Un salarié français sur cinq falsifie régulièrement ses notes de frais
La fraude aux notes de frais reste une réalité bien ancrée dans les entreprises françaises. Selon une étude réalisée pour la plateforme Perk auprès de 1 000 salariés, 22 % des collaborateurs reconnaissent falsifier régulièrement certaines dépenses professionnelles.
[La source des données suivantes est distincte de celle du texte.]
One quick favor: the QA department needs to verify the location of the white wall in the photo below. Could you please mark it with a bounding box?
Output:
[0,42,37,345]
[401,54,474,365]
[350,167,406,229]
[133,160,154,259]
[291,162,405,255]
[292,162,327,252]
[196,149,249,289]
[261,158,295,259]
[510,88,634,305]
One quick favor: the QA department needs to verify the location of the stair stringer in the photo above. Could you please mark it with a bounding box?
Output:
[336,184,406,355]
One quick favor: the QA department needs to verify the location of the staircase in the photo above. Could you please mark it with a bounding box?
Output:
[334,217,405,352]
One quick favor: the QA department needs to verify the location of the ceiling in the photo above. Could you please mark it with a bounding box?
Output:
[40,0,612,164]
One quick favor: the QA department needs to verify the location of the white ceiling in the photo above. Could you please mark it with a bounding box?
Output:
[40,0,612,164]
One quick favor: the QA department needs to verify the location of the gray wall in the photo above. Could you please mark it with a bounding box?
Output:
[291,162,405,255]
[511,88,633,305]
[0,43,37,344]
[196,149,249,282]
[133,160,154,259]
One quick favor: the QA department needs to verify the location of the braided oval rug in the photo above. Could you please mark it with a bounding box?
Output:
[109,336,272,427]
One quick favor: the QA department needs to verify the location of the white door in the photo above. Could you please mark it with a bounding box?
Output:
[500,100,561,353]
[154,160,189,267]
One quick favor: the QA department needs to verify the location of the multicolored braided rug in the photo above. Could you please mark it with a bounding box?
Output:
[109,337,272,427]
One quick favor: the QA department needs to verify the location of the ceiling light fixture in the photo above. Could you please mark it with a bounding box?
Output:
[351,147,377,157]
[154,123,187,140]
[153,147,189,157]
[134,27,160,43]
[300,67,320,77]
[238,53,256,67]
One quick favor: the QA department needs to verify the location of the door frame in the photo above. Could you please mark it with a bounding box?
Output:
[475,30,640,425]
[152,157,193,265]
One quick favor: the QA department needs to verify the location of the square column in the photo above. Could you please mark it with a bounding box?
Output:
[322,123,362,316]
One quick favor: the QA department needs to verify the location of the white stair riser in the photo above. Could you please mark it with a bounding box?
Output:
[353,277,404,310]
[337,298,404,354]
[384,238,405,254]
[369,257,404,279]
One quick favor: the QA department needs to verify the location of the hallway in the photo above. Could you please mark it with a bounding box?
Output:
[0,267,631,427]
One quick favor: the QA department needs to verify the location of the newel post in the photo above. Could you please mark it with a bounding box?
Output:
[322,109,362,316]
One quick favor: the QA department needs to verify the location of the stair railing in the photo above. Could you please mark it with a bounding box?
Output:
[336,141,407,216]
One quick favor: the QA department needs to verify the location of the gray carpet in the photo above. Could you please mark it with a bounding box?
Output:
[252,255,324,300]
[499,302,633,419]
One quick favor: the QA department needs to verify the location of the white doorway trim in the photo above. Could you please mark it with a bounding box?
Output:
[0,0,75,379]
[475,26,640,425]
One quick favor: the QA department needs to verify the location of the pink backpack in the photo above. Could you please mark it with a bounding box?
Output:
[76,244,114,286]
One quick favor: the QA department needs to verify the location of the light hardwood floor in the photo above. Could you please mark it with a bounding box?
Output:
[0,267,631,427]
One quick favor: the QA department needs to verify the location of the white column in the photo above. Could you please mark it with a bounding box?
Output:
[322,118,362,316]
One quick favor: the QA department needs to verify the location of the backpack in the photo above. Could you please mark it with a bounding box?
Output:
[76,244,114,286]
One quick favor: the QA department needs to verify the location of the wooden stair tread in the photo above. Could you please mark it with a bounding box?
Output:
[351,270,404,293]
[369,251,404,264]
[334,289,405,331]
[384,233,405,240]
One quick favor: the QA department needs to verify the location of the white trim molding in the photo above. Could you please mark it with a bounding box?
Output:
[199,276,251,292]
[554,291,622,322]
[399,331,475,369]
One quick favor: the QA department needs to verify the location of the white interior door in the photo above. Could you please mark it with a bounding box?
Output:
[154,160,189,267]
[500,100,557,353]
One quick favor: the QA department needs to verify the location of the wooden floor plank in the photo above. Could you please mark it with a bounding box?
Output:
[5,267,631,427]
Un phénomène qui représenterait en moyenne 250 euros de frais indûment remboursés par salarié concerné chaque année, dans un contexte où l’intelligence artificielle ouvre de nouvelles possibilités de fraude documentaire.
Les processus manuels favorisent les dérives
L’étude met en lumière un lien direct entre les méthodes de gestion des notes de frais et le niveau de fraude observé. Plus d’un tiers des salariés français transmettent encore leurs dépenses via des processus manuels, par email ou tableur. Parmi eux, près d’un sur trois admet soumettre régulièrement des dépenses inexactes ou gonflées.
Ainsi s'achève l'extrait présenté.